We all know that heat rises, so it’s surprising that more people haven’t put two and two together and realised that this means loss of heat through the top of their house. In fact, up to a quarter of the heat generated in your home could be lost through the loft if is not insulated.

It can be expensive to have your loft insulated, but the initial outlay will pay for itself in no time via the savings you’ll make on your energy bills over the coming years. Within two to three years of having insulation fitted you should start to notice cheaper energy bills, especially during the winter months.

Insulate your cavity walls

If your house is fairly old, and was built before energy saving became a priority, you might find that you have cavity walls that are un-insulated. More than a third of your home’s heat could be lost through the walls if they are not insulated.
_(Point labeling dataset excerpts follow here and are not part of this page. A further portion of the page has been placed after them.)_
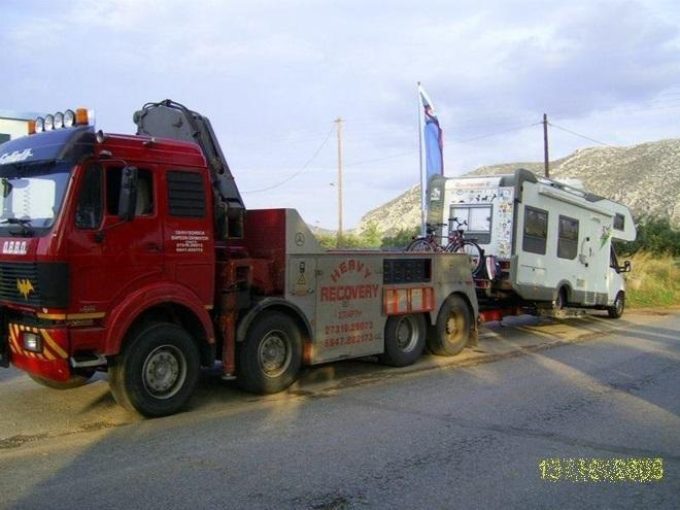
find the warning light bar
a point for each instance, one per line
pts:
(59, 120)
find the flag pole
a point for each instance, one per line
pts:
(422, 170)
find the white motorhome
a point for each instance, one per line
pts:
(546, 242)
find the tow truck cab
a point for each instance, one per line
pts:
(93, 229)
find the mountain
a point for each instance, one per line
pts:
(645, 177)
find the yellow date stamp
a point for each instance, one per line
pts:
(581, 470)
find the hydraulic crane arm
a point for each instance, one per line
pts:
(169, 119)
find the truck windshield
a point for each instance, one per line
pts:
(31, 196)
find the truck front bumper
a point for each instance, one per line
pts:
(38, 351)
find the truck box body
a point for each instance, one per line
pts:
(546, 236)
(346, 297)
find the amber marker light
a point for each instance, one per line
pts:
(82, 118)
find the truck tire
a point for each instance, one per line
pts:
(157, 371)
(75, 381)
(560, 302)
(452, 329)
(616, 311)
(404, 340)
(271, 354)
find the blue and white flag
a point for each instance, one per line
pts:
(432, 138)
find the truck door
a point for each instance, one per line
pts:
(112, 257)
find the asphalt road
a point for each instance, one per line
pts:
(468, 432)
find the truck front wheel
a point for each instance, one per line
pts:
(271, 354)
(404, 340)
(157, 371)
(452, 330)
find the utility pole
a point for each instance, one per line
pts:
(338, 121)
(546, 161)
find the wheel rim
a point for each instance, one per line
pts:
(274, 354)
(619, 305)
(454, 327)
(407, 334)
(164, 372)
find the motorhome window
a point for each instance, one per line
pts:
(619, 221)
(567, 238)
(474, 219)
(89, 208)
(535, 230)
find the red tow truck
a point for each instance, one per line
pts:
(135, 255)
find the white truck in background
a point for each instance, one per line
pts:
(547, 244)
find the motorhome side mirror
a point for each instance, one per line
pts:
(128, 193)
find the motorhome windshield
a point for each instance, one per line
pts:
(31, 196)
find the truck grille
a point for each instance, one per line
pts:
(19, 283)
(34, 284)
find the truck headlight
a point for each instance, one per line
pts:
(32, 342)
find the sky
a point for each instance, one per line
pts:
(274, 75)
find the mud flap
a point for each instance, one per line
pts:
(473, 341)
(4, 349)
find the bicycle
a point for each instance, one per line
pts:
(457, 243)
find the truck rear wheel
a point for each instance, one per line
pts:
(157, 371)
(452, 330)
(404, 340)
(616, 311)
(271, 354)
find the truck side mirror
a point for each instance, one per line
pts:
(128, 193)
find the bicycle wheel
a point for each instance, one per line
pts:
(420, 244)
(472, 250)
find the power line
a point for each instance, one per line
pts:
(304, 167)
(579, 135)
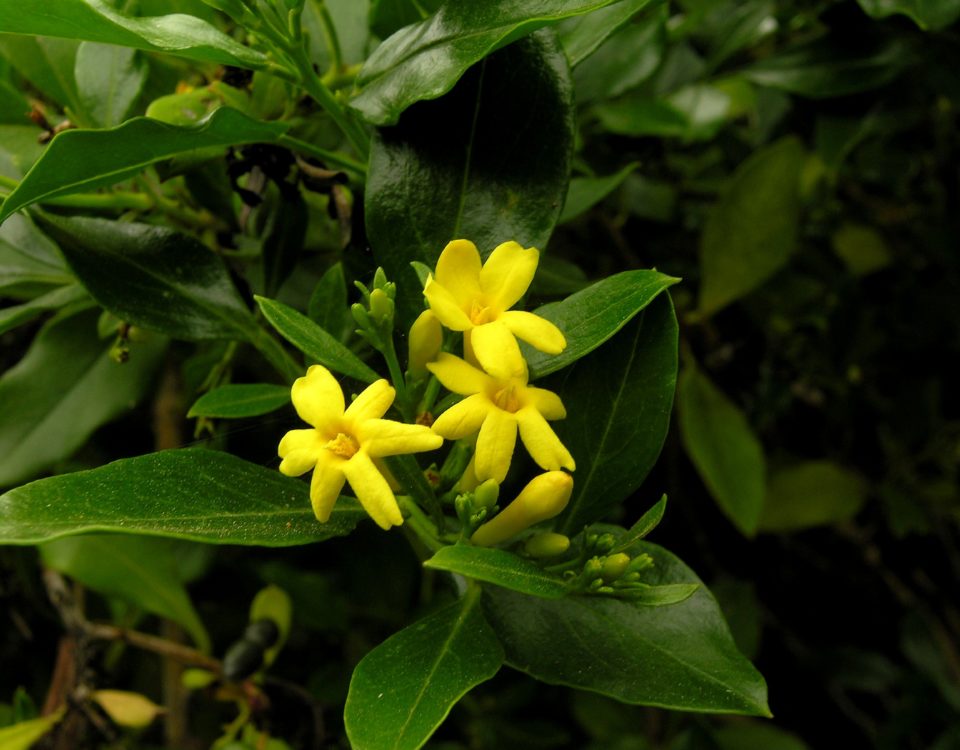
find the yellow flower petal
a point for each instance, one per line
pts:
(464, 418)
(546, 402)
(445, 306)
(326, 484)
(457, 376)
(383, 437)
(497, 351)
(540, 333)
(299, 450)
(458, 271)
(495, 444)
(372, 491)
(317, 397)
(372, 403)
(542, 442)
(507, 274)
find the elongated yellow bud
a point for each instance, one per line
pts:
(426, 338)
(543, 497)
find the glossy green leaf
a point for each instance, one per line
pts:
(830, 68)
(234, 401)
(425, 60)
(313, 341)
(96, 21)
(723, 447)
(927, 14)
(141, 570)
(590, 317)
(499, 567)
(618, 403)
(85, 159)
(402, 690)
(679, 657)
(66, 387)
(586, 192)
(152, 277)
(752, 230)
(581, 37)
(440, 175)
(809, 494)
(201, 495)
(109, 80)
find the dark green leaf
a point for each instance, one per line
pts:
(679, 657)
(499, 567)
(425, 60)
(723, 447)
(440, 175)
(95, 21)
(402, 690)
(62, 390)
(241, 400)
(313, 341)
(152, 277)
(752, 230)
(618, 411)
(85, 159)
(812, 493)
(591, 316)
(109, 80)
(140, 570)
(202, 495)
Again, the initial outlay can be fairly substantial, but The Energy Saving Trust estimates that you could save an average of around £110 per year on your energy bills by having your cavity walls properly insulated.

Double glaze your windows

Your home loses a lot of its heat through the windows, so if they’re only single-glazed then you’ll probably be spending more on heating bills than you should. Having double-glazing installed is certainly not cheap, but it will add value to your home if you decide to sell in the future, as well as keeping it warmer.

Opting for wooden frames rather than UPVC is another way that you can make your home more eco-friendly. Wooden frames provide better insulation, last longer, and are easier to repair. They’re also less polluting than the unplasticised poly vinyl chloride frames which emit small amounts of toxic compounds.

Install solar panels

Having solar panels fitted to your roof is not cheap initially, but after a few years they will begin to pay for themselves by saving you money on your energy bills. Within a year or so of installation you should beign to notice your energy bills shrinking.

In addition to this, the government’s Feed-in Tariff means that as well as generating your own electricity, you could also contribute to the National Grid by selling back any units of electricity that you don’t use.

Replace your boiler

If you’ve had your boiler for more than ten years then it’s definitely time to replace it with a newer, more energy-efficient one. Think back to other technology from ten or more years ago; there’s a reason why you aren’t using the same mobile phone or television that you had in 2005. Technology changes and makes things work more efficiently, and the same goes for boilers.

At the same time as having your boiler replaced, ask your plumber to flush out your central heating system too. When your radiators and pipes become clogged with old water and grime they aren’t heating your home effectively, and your boiler will have to work harder. A system flush and a new boiler should help to heat your home better and bring down your energy bills.